February 1, 2017
Well, hello there February, that was fast!
(So much has happened in 2016 and I'm just starting to process everything... Expect a lot of throwbacks for the next few days.)
Okay, first up! Last year I was stuck in a creative rut that kept me from creating outside of my daily work. I wanted to shake it off but I knew I needed a giant dose of inspiration and motivation to get the ball rolling.
I chanced upon the AGI Open event poster online. Once I saw that the roster of speakers included Stefan Sagmeister AND Paula Scher, I said there's no way I was going to let it pass. On that same day, I got permission from my boss, asked my boyfriend if he was game to go (Gamo, you are the best!), and got the plane tickets right away.
Fast forward to September 24-25, I wanted to absorb every little detail but no can do. Nonetheless, here's me still trying to squeeze out as much as I can from memory. It's a shame that I can't include every single one of the talks but I'll still try my best to share the highlights.
1 | Organization / Dongdaemun Design Plaza
I'm not exaggerating when I say how amazingly organized the whole thing was. Lining up was easy-peasy, no line-cutters, and there were English-speaking guides everywhere. There were at least 10 speakers per day with a 3-minute introduction and a 25-minute talk time. I thought the timing's too tight but surprisingly the schedule was followed, discipline at 100%. Lovely. Plus there's a realtime translating device. Freaking awesome.
Another plus: Dongdaemun Design Plaza (by Zaha Hadid architects) is quite nice.
2 | Curious opening act
The program started with this very interesting opening act by a musical(?) group called Monkey, Monkey, Shake, Shake. They called on people to dance on stage. What a way to start the day.
3 | Marian Bantjes
The first speaker of the day was Marian Bantjes. She's a designer, artist, illustrator, typographer, the whole package. She encouraged trying on all the mediums/media you can get your hands on. Experiment and play!
4 | Type / Culture
Kyuhyung Cho focused on his typography project where he designed alpha-numeric characters based on Korean brushstrokes. (He also shared the most animated type and font I've seen. Pretty funny stuff.)
5 | 5 Decades in 25 minutes
One thing I looked forward to is listening to seasoned designers, people who didn't have all the modern tools and software designers these days rely on. Keith Godard, whose career spans 5 decades, is the epitome of that. His talk made me believe that design is a necessary discipline that will naturally evolve according to its purpose.
6 | Marina Willer
Like most industries, graphic design is still dominated by the male species. Sigh. One of the women looking to change that is Marina Willer, the first woman partner at Pentagram London. She's experienced being looked down on and not being taken seriously, but here she is now. Her advice? Keep doing great work.

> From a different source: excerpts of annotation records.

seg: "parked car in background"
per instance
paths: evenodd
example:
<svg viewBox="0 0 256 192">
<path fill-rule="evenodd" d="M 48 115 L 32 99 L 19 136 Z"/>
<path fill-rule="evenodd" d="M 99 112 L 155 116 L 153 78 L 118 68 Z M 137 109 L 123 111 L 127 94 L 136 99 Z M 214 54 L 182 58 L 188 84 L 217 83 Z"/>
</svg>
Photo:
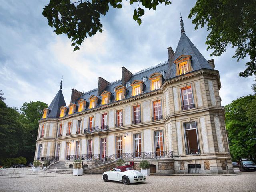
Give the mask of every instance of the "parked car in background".
<svg viewBox="0 0 256 192">
<path fill-rule="evenodd" d="M 252 161 L 241 161 L 239 163 L 239 171 L 256 171 L 256 165 L 254 162 Z"/>
<path fill-rule="evenodd" d="M 233 165 L 233 167 L 239 167 L 238 163 L 235 161 L 232 162 L 232 165 Z"/>
</svg>

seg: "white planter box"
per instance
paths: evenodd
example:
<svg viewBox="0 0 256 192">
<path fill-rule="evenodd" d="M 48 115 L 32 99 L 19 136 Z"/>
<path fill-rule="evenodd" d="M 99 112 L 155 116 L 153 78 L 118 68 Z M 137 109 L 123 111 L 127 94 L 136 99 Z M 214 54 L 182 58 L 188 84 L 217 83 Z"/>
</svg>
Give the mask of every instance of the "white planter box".
<svg viewBox="0 0 256 192">
<path fill-rule="evenodd" d="M 150 176 L 150 169 L 141 169 L 140 172 L 142 173 L 144 176 Z"/>
<path fill-rule="evenodd" d="M 83 175 L 83 169 L 74 169 L 73 170 L 73 175 Z"/>
</svg>

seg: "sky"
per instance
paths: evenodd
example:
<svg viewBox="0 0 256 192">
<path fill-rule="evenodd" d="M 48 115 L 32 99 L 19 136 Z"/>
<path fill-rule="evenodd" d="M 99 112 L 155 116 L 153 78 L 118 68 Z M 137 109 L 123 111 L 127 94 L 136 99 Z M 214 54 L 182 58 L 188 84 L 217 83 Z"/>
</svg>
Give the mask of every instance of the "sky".
<svg viewBox="0 0 256 192">
<path fill-rule="evenodd" d="M 187 36 L 206 60 L 214 59 L 220 72 L 224 106 L 252 94 L 253 77 L 239 77 L 248 58 L 237 62 L 229 46 L 218 57 L 209 55 L 206 28 L 194 30 L 188 18 L 196 1 L 172 1 L 147 10 L 140 26 L 132 19 L 138 5 L 123 1 L 123 8 L 110 8 L 101 17 L 102 33 L 82 43 L 75 52 L 65 34 L 57 36 L 42 15 L 49 1 L 0 0 L 0 90 L 9 106 L 39 100 L 49 105 L 59 89 L 68 105 L 71 89 L 82 92 L 98 87 L 98 78 L 109 82 L 121 78 L 121 67 L 132 73 L 168 60 L 167 48 L 176 49 L 180 37 L 180 12 Z"/>
</svg>

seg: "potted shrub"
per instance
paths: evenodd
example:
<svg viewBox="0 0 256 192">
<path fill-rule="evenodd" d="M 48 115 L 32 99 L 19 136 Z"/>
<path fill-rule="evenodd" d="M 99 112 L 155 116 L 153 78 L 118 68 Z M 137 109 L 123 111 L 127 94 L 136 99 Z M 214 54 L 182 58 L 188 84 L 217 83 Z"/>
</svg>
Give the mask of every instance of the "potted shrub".
<svg viewBox="0 0 256 192">
<path fill-rule="evenodd" d="M 34 172 L 37 172 L 41 170 L 40 168 L 40 165 L 41 163 L 38 160 L 34 160 L 33 162 L 33 167 L 32 167 L 32 170 Z"/>
<path fill-rule="evenodd" d="M 150 176 L 150 169 L 149 162 L 146 160 L 143 160 L 140 162 L 139 167 L 141 169 L 140 172 L 145 176 Z"/>
<path fill-rule="evenodd" d="M 74 169 L 73 170 L 73 175 L 83 175 L 83 169 L 82 168 L 82 160 L 80 159 L 77 159 L 74 161 Z"/>
</svg>

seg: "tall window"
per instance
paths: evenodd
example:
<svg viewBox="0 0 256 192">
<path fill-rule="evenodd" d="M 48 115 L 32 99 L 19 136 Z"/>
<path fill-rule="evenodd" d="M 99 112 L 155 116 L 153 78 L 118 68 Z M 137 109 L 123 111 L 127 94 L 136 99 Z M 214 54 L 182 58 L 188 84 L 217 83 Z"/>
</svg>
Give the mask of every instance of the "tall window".
<svg viewBox="0 0 256 192">
<path fill-rule="evenodd" d="M 179 64 L 180 68 L 180 74 L 182 75 L 188 72 L 188 62 L 185 61 Z"/>
<path fill-rule="evenodd" d="M 138 105 L 133 107 L 133 124 L 141 122 L 140 119 L 140 106 Z"/>
<path fill-rule="evenodd" d="M 164 139 L 163 130 L 154 132 L 155 139 L 155 151 L 157 156 L 164 155 Z"/>
<path fill-rule="evenodd" d="M 162 119 L 163 116 L 162 113 L 161 101 L 156 101 L 153 102 L 153 113 L 152 119 L 153 121 Z"/>
<path fill-rule="evenodd" d="M 107 125 L 107 115 L 106 113 L 104 113 L 101 115 L 101 126 L 104 128 L 104 126 Z"/>
<path fill-rule="evenodd" d="M 141 156 L 141 134 L 134 134 L 134 140 L 135 157 L 140 157 Z"/>
<path fill-rule="evenodd" d="M 81 133 L 82 120 L 78 120 L 77 122 L 77 130 L 76 134 L 80 134 Z"/>
<path fill-rule="evenodd" d="M 122 157 L 122 154 L 123 150 L 123 140 L 122 136 L 116 136 L 116 153 L 117 154 L 117 157 Z"/>
<path fill-rule="evenodd" d="M 87 142 L 87 154 L 88 156 L 88 158 L 91 159 L 92 155 L 92 140 L 88 140 Z"/>
<path fill-rule="evenodd" d="M 58 137 L 61 137 L 62 134 L 62 124 L 60 124 L 59 126 L 59 130 L 58 130 Z"/>
<path fill-rule="evenodd" d="M 186 110 L 195 108 L 191 86 L 188 86 L 181 88 L 182 109 Z"/>
<path fill-rule="evenodd" d="M 200 150 L 196 122 L 184 124 L 186 154 L 199 154 Z"/>
<path fill-rule="evenodd" d="M 100 140 L 100 157 L 104 158 L 106 157 L 107 149 L 107 142 L 106 138 L 102 138 Z"/>
<path fill-rule="evenodd" d="M 76 141 L 76 154 L 80 154 L 80 141 Z"/>
<path fill-rule="evenodd" d="M 56 156 L 60 156 L 60 144 L 58 143 L 57 144 L 57 151 L 56 152 Z"/>
<path fill-rule="evenodd" d="M 116 111 L 116 127 L 123 126 L 123 112 L 122 110 Z"/>
<path fill-rule="evenodd" d="M 42 156 L 42 144 L 39 144 L 39 146 L 38 146 L 38 151 L 37 154 L 37 157 L 39 158 L 41 157 Z"/>
</svg>

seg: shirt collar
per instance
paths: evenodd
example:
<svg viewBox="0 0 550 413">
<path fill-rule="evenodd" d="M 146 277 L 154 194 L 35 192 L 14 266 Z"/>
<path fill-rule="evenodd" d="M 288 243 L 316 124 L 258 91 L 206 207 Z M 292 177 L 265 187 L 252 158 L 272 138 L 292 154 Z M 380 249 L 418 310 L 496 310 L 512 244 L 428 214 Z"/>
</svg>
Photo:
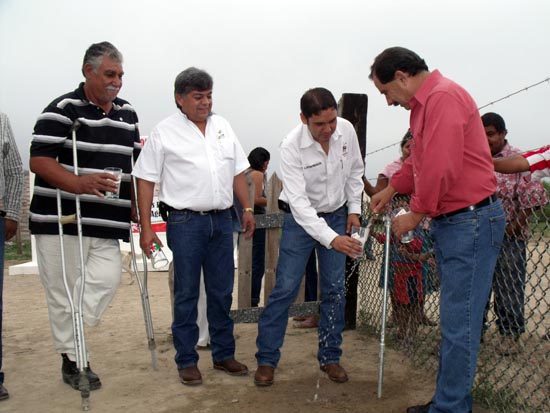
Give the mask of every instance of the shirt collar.
<svg viewBox="0 0 550 413">
<path fill-rule="evenodd" d="M 416 91 L 414 96 L 409 101 L 411 110 L 414 109 L 416 105 L 425 105 L 428 100 L 434 86 L 443 78 L 443 75 L 439 70 L 433 70 L 430 75 L 424 80 L 420 88 Z"/>
</svg>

7 | Experimentation c/ Shin Sobue
Shin Sobue = funniest talk of the day. He was able to communicate clearly despite using only a few english words. If you want any reason to experiment on printing processes, check his works out. A word of warning though, some yielded disastrous and expensive results. This guy used curry in one of those experiments.
8 | Autographs please!
I've had my copy of Stefan Sagmeister's Made You Look for 6 years now and I keep reading it over and over again when I feel like I've wasted my youth on what I do. Let's just say it kept me sane through some doubtful times. Having a little book signed might be trivial for most people, but it really means a great deal to me. (And just imagine how much this book will sell someday, gold!)
Paula Scher was slated to speak during the second day so people weren't familiar with her yet when the first day wrapped up. When people were lining up to meet the other speakers, I saw her seated alone. I mustered enough courage to talk to her and ask her for a photo. It still makes me feel giddy. Everything was just too surreal.
Going to the AGI Open made me realize how much experience I still have to gain (and files I still have to save) before I can genuinely call myself a designer. But no worries, based on the whole experience, I know I'll have a lot of fun along the way.
Note: I know how lucky I am for the great timing and immense opportunity to watch these speakers in person. The least I could do is share it to as many people as I can. Enjoy!